DOCTOR

FAUSTUS

by Christopher Marlowe

Salisbury University’s Bobbi Biron Theatre Program

Description: The current political demonization of queerness inspired me to explore and celebrate the literal demonization of queerness in Marlowe's Doctor Faustus. 

Read the full director’s notes below the photo gallery.

Production Team:

  • Scenic Design: Andrea Sicoli

  • Lighting Design: John Raley & Grayson Crosby

  • Costume Design: Blake Harris

  • Associate Costume Designer: Chelsea Dean

  • Technical Director: J. Michael Desper

  • Assistant Director: Meghan Baker

  • Photos: Megan Raymond

I'm from Tennessee, a state that has enacted 14 anti-LGBTQ+ laws since 2015, the highest count in the country according to the Human Rights Campaign(hrc.org). As I prepared to direct two shows in my hometown this past summer, HB0009/SB0003 became law. It aimed to classify "drag" as adult entertainment, making it illegal in public spaces and in front of children. The law was so vague that trans individuals simply existing in public, a high school teacher directing Shakespeare's gender-swapped roles, or a drag performer walking to their car could all be arrested and given a felony. The law's vagueness was intentional, meant to create fear and limit LGBTQ+ visibility. Reagan-era stereotypes were revived, labeling drag queens and LGBTQ+ groups as "groomers," diluting the seriousness of assaults against children and endangering queer folx. The current political demonization of queerness inspired me to explore and celebrate the literal demonization of queerness in Marlowe's Doctor Faustus. 

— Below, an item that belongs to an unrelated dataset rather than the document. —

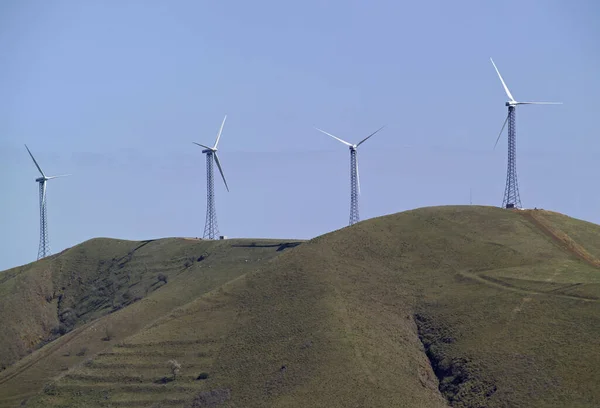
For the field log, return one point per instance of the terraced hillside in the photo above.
(109, 290)
(436, 307)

Christopher Marlowe, an openly "gay" (a term that didn’t exist yet) writer during a time when homosexuality was punishable by death, cleverly included transgressive themes in his 17th-century plays. In Doctor Faustus, he punks the Pope, ridicules Christianity (he was loudly atheist), portrays a close relationship between Faustus and Mephistophilis, and depicts moments of true debauchery, going directly against the rules for the Elizabethan stage. How did he get away with this? Marlowe's solution was to label everything as "bad" and punish Faustus in the end, thus using a morality tale to deliver the wild entertainment audiences craved.

If we play with Marlowe’s inverse approach to storytelling, it is a fun thought exercise to explore if the “evil” things in this world can also inverse and all things bad are good. This approach shaped the production, creating a world where being the warned "evil" seemed more appealing. In Christian mythology, the original sin was accessing full knowledge. What was the first thing this knowledge revealed? According to Genesis 3:7 (KJV), “And the eyes of them both were opened, and they knew that they were naked; and they sewed fig leaves together, and made themselves aprons.” From the implied beginning of time, bodies and sexuality are accessed only through knowledge, and accessing both is considered sinful.